Known as the Rendezvous City, Riverton has been a gathering place ever since the early 1800s. Back then it was between mountain men and trappers to sell furs and trade supplies. Today the city receives visitors for a wide range of activities from businessmen seeking investment opportunities to wildlife enthusiasts on a trek across the country.
Looking back, Riverton was always aware of the necessity of proper lodging for its visitors. During the early years, visitors to Riverton would stay at smaller hotels like the Wind River Hotel or the Lapeyre Hotel, but soon the locals believed that the town needed a larger and nicer hotel for visitors.
Jacob A. Delfelder moved to Riverton in 1912 and quickly became one of the leading businessmen in the town. Shortly after his arrival, he was elected as the Mayor of Riverton and served for several years. In 1918, Delfelder proposed the construction of a larger, nicer hotel in Riverton. An agreement was made with the investors and construction began on the Teton Hotel – a four-story hotel containing seventy-five rooms, a nice lobby, a restaurant, a lounge, and a coffee shop.

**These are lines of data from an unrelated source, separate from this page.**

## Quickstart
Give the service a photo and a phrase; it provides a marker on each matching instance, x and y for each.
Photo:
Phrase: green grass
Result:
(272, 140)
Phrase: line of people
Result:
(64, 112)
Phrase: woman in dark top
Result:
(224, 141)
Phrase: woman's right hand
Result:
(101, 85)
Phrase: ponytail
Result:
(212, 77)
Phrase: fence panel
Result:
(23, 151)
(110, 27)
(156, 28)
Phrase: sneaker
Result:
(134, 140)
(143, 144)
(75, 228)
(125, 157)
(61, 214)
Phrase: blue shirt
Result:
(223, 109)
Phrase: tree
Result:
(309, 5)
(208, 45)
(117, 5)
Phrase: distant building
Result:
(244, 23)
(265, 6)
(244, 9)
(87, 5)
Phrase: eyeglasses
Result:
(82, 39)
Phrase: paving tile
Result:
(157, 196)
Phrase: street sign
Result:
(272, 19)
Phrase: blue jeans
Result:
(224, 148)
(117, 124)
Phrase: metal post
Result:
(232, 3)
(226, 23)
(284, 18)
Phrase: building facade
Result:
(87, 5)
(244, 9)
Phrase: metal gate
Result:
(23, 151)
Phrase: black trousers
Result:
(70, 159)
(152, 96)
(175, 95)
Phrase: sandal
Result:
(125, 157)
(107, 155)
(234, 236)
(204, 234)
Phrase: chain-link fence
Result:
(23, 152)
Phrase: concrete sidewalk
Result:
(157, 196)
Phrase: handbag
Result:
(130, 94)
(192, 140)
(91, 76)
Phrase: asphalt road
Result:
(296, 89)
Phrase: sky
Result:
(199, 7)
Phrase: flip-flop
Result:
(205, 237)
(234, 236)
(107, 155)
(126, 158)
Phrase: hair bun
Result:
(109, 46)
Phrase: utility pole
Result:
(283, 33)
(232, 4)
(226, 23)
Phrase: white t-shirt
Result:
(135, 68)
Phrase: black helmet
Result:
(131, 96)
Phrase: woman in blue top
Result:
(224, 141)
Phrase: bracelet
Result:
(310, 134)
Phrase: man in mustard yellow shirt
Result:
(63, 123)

The construction of the Teton Hotel was completed in 1919. A newspaper article announced the opening as follows:
“Tonight, it will be possible for the first time for a guest to get a nice clean bed in a handsome comfortable room with bath in connection at the new Teton Hotel in Riverton. Within a few weeks, the dining room also will be open to the public and Riverton will then have a home to welcome the traveling public that no other city in the entire west can surpass. The Teton will always stand as a monument to the enterprise and optimism of the leading businessmen of Riverton, who organized locally and undertook the construction and furnishing of this handsome building.”
Over the years, the hotel became a stopping point for travelers who were on their way to Yellowstone National Park. For the locals, the restaurant, coffee shop, and lounge became a gathering place for get togethers. In the 1960s, the Teton Hotel closed its doors when travelers began to stay in motels more often than in hotels. In October of 1985, the Teton Sertoma Incorporated bought the Teton Hotel and renovated the upper levels into apartments for senior citizens and the street level into commercial rentals.
Today, Riverton has continued to welcome visitors and provide an array of lodging choices. But it also makes a point to remember and celebrate its history and be proud of the people who invested in and built the community.
The Fremont County Museums – the Dubois Museum, the Riverton Museum, and the Pioneer Museum – work hard to collect, preserve and interpret artifacts and the history of central Wyoming. Stories like the Teton Hotel remind everyone that the Rendezvous City will always be a welcoming and dynamic destination.